People of easy virtue are not difficult for me to ignore. But as a pedant, my teeth are set on edge by people who are promiscuous with their prepositions. Below and under may have similar meanings, but they are not the same, I feel like snapping at the neighbour who keeps telling me how her cat likes to ‘sleep below her blanket’. At work, I don’t know which colleague aggravates me more: the girl who asks me to ‘explain her again about copy structure’ or the boy who keeps planning to ‘propose his girlfriend’.
I get that we Indians are a rather verbose lot. But is that any excuse for loading every sentence with unnecessary words? May I point out that both ‘revert’ and ‘reply’ work just fine without ‘back’, and ‘repeat’ need not be followed by ‘twice’. When you tell me you’re ‘eating’, I understand that you mean ‘food’, and not ‘crow’.
I also realise that the grammatical standards of text messaging are rather different—and strange. I read recently that ending a text message with a full-stop is considered rude and that using an exclamation mark—which I personally consider the last resort of the lazy, or people who don’t have the words to communicate what they really feel—makes you seem more sincere and engaged. I am also told that LOL is dead. People are still laughing out loud, but now they express their hilarity through Hahas and Hehes, and emojis, if they are youngsters or women (or both ).
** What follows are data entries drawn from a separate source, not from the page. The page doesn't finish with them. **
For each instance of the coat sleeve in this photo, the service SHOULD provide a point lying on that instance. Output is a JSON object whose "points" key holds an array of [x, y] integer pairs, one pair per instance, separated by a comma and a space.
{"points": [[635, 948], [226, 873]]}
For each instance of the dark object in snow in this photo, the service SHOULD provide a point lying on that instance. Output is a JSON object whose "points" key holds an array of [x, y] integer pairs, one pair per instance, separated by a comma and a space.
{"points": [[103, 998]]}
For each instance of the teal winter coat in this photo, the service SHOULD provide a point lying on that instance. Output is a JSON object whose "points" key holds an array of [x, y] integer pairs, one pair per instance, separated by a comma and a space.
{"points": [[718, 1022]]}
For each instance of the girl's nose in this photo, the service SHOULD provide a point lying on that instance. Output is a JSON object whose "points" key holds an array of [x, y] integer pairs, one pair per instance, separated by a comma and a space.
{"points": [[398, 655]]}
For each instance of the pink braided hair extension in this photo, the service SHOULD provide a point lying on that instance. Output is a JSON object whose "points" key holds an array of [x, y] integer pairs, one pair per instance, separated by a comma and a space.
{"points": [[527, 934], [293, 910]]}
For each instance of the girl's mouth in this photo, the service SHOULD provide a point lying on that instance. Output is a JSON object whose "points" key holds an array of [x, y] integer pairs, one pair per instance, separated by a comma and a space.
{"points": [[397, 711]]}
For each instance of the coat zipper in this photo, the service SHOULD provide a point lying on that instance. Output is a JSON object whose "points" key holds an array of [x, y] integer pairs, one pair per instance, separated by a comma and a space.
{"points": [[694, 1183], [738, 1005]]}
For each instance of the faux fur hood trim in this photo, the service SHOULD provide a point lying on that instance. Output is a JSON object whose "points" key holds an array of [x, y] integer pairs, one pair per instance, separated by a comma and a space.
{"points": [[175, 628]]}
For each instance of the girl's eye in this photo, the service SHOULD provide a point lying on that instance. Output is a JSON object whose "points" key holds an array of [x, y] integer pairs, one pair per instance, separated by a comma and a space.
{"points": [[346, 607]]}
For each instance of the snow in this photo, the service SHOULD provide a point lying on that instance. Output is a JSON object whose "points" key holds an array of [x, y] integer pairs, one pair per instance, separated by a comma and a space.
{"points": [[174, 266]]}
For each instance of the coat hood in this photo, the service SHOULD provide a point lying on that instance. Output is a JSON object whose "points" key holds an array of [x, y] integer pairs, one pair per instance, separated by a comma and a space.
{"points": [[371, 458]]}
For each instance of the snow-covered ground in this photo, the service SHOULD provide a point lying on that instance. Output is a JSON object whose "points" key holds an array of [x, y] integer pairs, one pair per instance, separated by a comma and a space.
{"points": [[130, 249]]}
I don’t plan to stop frowning at the laxity of texting grammar and spelling (which thinks ‘your’ works just as well as ‘you’re’) but, going forward, I may have to stop frowning at reporters playing leapfrog from singular to plural. Last week, the American Dialect Society selected ‘they’ as its Word of the Year, saying it should be used ‘as a gender-neutral singular pronoun’. In translation, that means individuals whose gender is a trifle hazy to others (intentionally or otherwise) should be called ‘they’ instead of ‘he or she’.
Truth be told, the singular ‘they’ is already used by many people in speech. But that is more by error more than design. The Dialect Society’s choice is aimed at making the usage more deliberate. It applies, of course, to transgenders who feel neither he nor she quite fits their personality, and want to transcend the gender binary. But it is also meant to be used by people in general. In other words, painful though it is for me to admit, ‘Everyone can now do what they want’, instead of ‘what he or she wants’. It may be grammatically incorrect, but it has the blessings of the politically-correct set.
For those who refuse to pander to this sort of American new-age thinking, here’s a news flash: linguists say the use of ‘they’ pre-dates ‘he’ and the switchover happened only because the British Parliament, believing that men were better than women, passed a law to that effect. Whatever was they thinking?